Apps built based on the Metro style principles can take advantage of the same features and capabilities that Microsoft's own applications included in Windows 8 Release Preview have to offer.
The main idea behind this, Microsoft says, is for developers to benefit from a great experience while designing applications for the platform, while also being capable of delivering delightful apps for users.
Metro apps need not only look good, but they also have to deliver full functionality to users, and the Metro UI
allows them to do that, Microsoft says.
Additionally, devs can tap into unprecedented revenue opportunities by having their applications distributed through the Windows Store.
But this is only one aspect that designing apps for Windows 8 involves. The other is related specifically to the tools that devs can take advantage of when building apps, which include easy access to necessary code, as well as powerful analytics features for them to review their applications.

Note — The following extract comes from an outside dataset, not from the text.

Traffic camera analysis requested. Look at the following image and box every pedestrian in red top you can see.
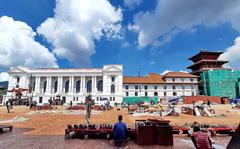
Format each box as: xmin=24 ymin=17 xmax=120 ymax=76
xmin=191 ymin=126 xmax=213 ymax=149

Visual Studio is the one tool that can enable app builders to easily come up with software for their users, while also being able to migrate their apps from other platforms to the new OS. Windows 8
comes with built-in animations, as well as with a sandbox for applications to run, which means that developers will have less work to do when designing applications.
There are also native runtime APIs that they can tap into, for access to graphics and media, communication and data, or devices and printing (in fact, all devices that work with Windows 7 today will work with Windows 8 tomorrow, Microsoft says).
Moreover, they can access more resources on building for Windows 8 online, through Microsoft's own portal, which includes downloadable content, such as tools, the Release Preview of the platform, and samples on how to code using these languages.
Over 500 samples are available there, in an attempt to make app development a breeze. Furthermore, adding features and capabilities to an application has been significantly simplified, so that one can come up with an application for the OS without having to write too much code.
The code is already there for developers to use, says Microsoft. A simulator to facilitate the testing of such apps was included as well, with support for different screen size views, and with support for rotation.
Visual Studio also enables builders to create app packages to have them submitted to the Windows Store, while the simulator allows them to take the screenshots needed for approval.
To submit apps, developers need to sign in to their accounts on Microsoft's portal, where they can also run their software through the certification process, to see whether it meets all the requirements.
If it doesn't, the portal will offer info on the issue, and it will also provide links to resources to help builders sort things out. Changing aspects of the app can be done in real time, while the software is running.
Through enabling support for modifications on the fly, Microsoft is ensuring that developers save time and money.
The company also made it easier for developers to bring graphical changes to their applications
through editing them in Expression Blend. They can perform these modifications visually, without having to write code for them.
Apps can also be designed for easy interaction with other apps or with the OS, through setting contracts such as Share and Search, all with only a few lines of code, which are already available in Visual Studio.
The manner in which Windows 8 handles applications was also changed, so that one application would not interfere with other software that was already installed on the computer.